Baseball probably hasn’t fully rid itself from performance enhancing drugs --no sport has—but you could certainly make the argument that the game is as clean as its been in 15 years. But while it deserves credit for at least slowing down the cheaters, the fact is, this season has been about as boring as any I could remember.
And the future doesn’t look too bright.
For guys between the ages of 18-30, the long ball and monstrous run production is all we know. It’s not even so much the 50 and 60 homerun seasons I think we’ll miss as it is those 30 homerun guys who are now going to barely make it to double digits. To the purist, the sport is going back to its hey-day, when pitching dominated and runs were manufactured, but to me, it is just a watered down version of the one I know.
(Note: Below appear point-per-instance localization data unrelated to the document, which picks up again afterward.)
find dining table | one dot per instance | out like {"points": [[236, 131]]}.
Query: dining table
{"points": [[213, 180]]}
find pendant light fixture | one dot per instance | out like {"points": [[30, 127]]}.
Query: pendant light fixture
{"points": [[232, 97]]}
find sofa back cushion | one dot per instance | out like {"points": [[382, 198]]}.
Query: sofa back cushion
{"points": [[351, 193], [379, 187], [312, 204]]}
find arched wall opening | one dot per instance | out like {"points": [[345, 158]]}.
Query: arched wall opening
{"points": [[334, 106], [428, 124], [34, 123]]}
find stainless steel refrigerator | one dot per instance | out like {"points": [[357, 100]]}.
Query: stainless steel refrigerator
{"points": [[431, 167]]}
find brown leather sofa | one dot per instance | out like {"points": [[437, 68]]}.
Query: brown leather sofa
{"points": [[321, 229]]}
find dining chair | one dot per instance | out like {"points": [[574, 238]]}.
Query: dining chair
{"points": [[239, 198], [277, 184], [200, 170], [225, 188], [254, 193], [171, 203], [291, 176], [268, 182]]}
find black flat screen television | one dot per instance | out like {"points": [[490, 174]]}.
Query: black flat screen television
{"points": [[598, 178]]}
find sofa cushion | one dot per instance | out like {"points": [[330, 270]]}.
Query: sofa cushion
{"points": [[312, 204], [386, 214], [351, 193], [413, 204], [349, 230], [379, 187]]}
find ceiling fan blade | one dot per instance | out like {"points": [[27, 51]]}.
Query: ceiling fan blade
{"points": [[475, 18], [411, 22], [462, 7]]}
That’s not to say there are not great things happening this season. The Tampa Bay Rays, Florida Marlins and Arizona Diamondbacks have been exciting stories and will continue to be throughout the year. But part of baseball’s problem is that in places outside the major markets, the emerging superstars are about a recognizable as NFL linemen. Be honest, would you know Evan Longoria or Justin Upton if they walked past you on the street?
Now you can say that baseball was never good at marketing itself or its players –even during the steroid era—but it still had players like Ken Griffey Jr. and Derek Jeter. Unfortunately, those two are well past their prime and nobody has picked up the torch.
Who is the face of baseball in this clean era?
The answer has yet to be found, and because even the best players are going to be putting up smaller numbers than we’re used to, it’s going to be increasingly difficult for baseball to generate excitement.